MacroAsia and CCCC, which received the notice of award from the Cavite government last Feb. 15 for the SPIA project, was originally given 60 days to comply with all post qualification requirements before an official signing of a joint venture contract with the local government is made.

However, travel restrictions and lockdowns imposed in China and in the country made it hard for the MacroAsia consortium to meet and complete the qualification requirements.

The $4-billion first phase of the SPIA project involved the development of an interim first runway with an annual design capacity for 25 million passengers and the new Sangley connector road and bridge.

The consortium will also have the right to first offer for the second phase of the SPIA project, which will expand the development for a second runway, with an annual design capacity for 75 million passengers.

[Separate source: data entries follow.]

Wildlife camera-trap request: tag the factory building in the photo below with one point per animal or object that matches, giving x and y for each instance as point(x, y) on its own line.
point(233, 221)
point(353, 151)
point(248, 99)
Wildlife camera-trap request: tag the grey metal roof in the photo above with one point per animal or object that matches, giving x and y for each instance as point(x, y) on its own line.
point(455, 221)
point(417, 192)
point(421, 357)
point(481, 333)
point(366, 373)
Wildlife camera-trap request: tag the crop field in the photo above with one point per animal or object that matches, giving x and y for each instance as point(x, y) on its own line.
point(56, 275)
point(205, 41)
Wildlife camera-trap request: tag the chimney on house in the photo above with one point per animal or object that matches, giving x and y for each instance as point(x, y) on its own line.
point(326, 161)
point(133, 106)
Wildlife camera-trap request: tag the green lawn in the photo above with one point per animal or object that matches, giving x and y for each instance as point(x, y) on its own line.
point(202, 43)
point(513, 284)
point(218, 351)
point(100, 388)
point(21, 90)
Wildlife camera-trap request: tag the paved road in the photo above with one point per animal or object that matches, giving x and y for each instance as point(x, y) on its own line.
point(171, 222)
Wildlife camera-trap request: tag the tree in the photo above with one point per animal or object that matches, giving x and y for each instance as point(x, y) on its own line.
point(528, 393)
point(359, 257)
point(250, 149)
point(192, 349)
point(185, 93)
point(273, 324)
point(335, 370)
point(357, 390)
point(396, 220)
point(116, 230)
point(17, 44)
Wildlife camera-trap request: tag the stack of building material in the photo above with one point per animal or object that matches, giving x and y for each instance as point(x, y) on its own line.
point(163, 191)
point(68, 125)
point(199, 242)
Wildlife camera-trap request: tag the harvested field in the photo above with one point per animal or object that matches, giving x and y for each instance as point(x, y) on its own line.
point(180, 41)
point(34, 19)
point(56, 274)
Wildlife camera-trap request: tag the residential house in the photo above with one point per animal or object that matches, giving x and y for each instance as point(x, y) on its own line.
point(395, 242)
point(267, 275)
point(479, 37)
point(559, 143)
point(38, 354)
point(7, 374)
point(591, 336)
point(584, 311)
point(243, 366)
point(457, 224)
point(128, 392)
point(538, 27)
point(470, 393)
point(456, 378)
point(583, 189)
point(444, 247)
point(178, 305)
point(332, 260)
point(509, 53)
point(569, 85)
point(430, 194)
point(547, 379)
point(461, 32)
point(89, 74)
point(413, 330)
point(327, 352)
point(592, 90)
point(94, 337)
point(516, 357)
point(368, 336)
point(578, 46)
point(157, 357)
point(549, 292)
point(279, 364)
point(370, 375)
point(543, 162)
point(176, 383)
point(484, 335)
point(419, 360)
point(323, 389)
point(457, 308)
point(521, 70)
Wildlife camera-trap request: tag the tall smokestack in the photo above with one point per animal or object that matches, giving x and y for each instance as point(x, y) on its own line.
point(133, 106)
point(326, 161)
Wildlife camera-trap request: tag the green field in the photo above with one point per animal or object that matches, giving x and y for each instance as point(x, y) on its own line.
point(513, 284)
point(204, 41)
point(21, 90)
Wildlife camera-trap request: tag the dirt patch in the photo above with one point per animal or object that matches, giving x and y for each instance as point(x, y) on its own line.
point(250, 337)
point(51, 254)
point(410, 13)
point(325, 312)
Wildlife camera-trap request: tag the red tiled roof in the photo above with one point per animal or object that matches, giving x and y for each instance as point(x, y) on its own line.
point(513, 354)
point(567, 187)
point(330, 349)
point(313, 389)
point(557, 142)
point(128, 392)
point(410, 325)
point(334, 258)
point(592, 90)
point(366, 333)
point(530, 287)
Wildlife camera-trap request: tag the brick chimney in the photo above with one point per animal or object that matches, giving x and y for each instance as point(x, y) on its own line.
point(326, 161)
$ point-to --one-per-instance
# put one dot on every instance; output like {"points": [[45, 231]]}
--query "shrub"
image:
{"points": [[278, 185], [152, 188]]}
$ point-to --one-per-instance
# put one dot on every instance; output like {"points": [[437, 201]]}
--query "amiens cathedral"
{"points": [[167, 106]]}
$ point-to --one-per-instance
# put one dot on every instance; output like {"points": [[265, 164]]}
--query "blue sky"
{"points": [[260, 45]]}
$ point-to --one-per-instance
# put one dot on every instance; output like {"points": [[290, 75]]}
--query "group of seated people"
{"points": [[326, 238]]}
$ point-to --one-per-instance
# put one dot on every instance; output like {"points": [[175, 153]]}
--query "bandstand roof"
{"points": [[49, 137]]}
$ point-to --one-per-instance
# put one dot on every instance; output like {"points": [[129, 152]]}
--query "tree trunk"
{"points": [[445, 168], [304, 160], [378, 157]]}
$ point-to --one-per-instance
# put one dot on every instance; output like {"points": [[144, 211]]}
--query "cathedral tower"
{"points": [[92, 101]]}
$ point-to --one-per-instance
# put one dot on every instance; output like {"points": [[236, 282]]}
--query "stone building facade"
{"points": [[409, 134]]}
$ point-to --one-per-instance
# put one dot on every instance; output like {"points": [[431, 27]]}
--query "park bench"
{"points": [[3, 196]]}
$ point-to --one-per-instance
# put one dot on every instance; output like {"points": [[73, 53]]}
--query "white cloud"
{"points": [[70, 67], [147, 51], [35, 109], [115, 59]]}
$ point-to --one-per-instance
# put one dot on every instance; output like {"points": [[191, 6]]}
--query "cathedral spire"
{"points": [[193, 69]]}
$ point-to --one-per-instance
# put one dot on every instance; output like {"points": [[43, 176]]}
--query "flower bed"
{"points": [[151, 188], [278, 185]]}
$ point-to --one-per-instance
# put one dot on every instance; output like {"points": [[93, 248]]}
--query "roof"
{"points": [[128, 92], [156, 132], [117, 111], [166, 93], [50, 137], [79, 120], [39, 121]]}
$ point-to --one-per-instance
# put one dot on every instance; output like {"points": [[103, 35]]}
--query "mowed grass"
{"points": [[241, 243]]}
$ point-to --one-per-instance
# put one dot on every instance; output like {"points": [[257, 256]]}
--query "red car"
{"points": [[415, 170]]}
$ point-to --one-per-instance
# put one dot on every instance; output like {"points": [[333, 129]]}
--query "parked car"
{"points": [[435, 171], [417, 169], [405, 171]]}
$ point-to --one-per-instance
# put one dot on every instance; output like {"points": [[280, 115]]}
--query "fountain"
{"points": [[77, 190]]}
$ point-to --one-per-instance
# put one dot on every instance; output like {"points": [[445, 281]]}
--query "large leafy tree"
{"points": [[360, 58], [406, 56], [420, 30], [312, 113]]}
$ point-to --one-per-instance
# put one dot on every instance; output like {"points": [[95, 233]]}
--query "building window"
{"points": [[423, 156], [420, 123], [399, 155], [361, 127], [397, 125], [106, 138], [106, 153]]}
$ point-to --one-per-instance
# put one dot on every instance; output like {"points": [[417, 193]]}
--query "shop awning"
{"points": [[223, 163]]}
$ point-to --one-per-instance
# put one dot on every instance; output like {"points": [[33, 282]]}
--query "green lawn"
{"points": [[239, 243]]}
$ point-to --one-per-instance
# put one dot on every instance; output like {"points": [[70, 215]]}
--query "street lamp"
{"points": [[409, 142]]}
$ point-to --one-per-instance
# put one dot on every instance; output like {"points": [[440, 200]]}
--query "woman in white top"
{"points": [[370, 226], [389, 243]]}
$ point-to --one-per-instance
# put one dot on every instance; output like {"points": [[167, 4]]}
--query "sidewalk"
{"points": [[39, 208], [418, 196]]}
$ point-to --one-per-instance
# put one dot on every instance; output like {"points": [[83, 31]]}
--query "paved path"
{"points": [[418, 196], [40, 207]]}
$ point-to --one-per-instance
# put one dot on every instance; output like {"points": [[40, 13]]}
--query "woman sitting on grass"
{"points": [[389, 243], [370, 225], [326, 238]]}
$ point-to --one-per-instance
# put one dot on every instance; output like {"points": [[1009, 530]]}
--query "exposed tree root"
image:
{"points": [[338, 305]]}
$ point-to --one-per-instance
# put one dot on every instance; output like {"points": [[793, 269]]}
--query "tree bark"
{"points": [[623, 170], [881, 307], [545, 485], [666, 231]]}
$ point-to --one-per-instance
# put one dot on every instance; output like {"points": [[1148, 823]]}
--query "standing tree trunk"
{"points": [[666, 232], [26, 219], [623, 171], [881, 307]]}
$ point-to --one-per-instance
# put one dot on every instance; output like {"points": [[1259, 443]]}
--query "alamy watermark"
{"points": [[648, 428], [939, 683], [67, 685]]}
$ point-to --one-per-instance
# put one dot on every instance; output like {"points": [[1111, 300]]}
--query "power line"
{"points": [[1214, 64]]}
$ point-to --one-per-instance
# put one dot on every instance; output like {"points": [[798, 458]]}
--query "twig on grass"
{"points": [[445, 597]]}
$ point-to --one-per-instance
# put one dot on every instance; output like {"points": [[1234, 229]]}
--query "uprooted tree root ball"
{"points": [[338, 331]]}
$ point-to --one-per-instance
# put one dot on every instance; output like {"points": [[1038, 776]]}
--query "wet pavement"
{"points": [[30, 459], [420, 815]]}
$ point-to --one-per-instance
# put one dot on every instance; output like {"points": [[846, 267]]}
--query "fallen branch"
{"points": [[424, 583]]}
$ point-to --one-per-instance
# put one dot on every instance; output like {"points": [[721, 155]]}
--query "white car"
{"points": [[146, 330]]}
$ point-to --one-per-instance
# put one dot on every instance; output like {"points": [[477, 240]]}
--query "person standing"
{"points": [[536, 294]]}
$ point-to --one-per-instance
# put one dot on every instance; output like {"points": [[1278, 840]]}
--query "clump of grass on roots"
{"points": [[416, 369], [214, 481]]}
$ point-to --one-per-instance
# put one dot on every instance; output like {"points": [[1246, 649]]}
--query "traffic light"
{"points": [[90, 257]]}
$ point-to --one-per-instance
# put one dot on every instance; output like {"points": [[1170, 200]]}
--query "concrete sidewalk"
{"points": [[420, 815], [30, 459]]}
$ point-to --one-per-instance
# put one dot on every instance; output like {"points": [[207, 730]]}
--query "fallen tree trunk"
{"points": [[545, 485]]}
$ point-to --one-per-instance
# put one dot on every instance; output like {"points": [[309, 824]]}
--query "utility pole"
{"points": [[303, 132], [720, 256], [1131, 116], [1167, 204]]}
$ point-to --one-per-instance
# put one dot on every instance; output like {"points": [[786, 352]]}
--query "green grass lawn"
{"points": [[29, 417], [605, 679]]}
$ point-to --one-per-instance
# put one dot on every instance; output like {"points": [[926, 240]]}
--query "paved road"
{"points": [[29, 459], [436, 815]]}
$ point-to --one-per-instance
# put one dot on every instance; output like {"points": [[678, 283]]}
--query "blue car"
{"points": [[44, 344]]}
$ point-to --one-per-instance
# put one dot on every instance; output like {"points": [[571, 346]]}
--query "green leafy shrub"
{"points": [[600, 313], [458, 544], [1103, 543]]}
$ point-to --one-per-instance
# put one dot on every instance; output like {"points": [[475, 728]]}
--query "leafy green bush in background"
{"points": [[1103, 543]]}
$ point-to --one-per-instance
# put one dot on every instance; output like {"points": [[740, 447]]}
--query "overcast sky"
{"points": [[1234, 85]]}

MacroAsia, which holds 40 percent in the consortium, has expertise in developing and operating key operating functions in an airport  as an affiliate of flag carrier Philippine Airlines.

CCCC, meanwhile, is a state-owned company engaged in investment, design and construction of transportation infrastructure, with experience in both airport and reclamation projects.

It was previously debarred by the World Bank due to alleged fraudulent practices by one of its subsidiaries, but the debarment was lifted in Jan. 2017.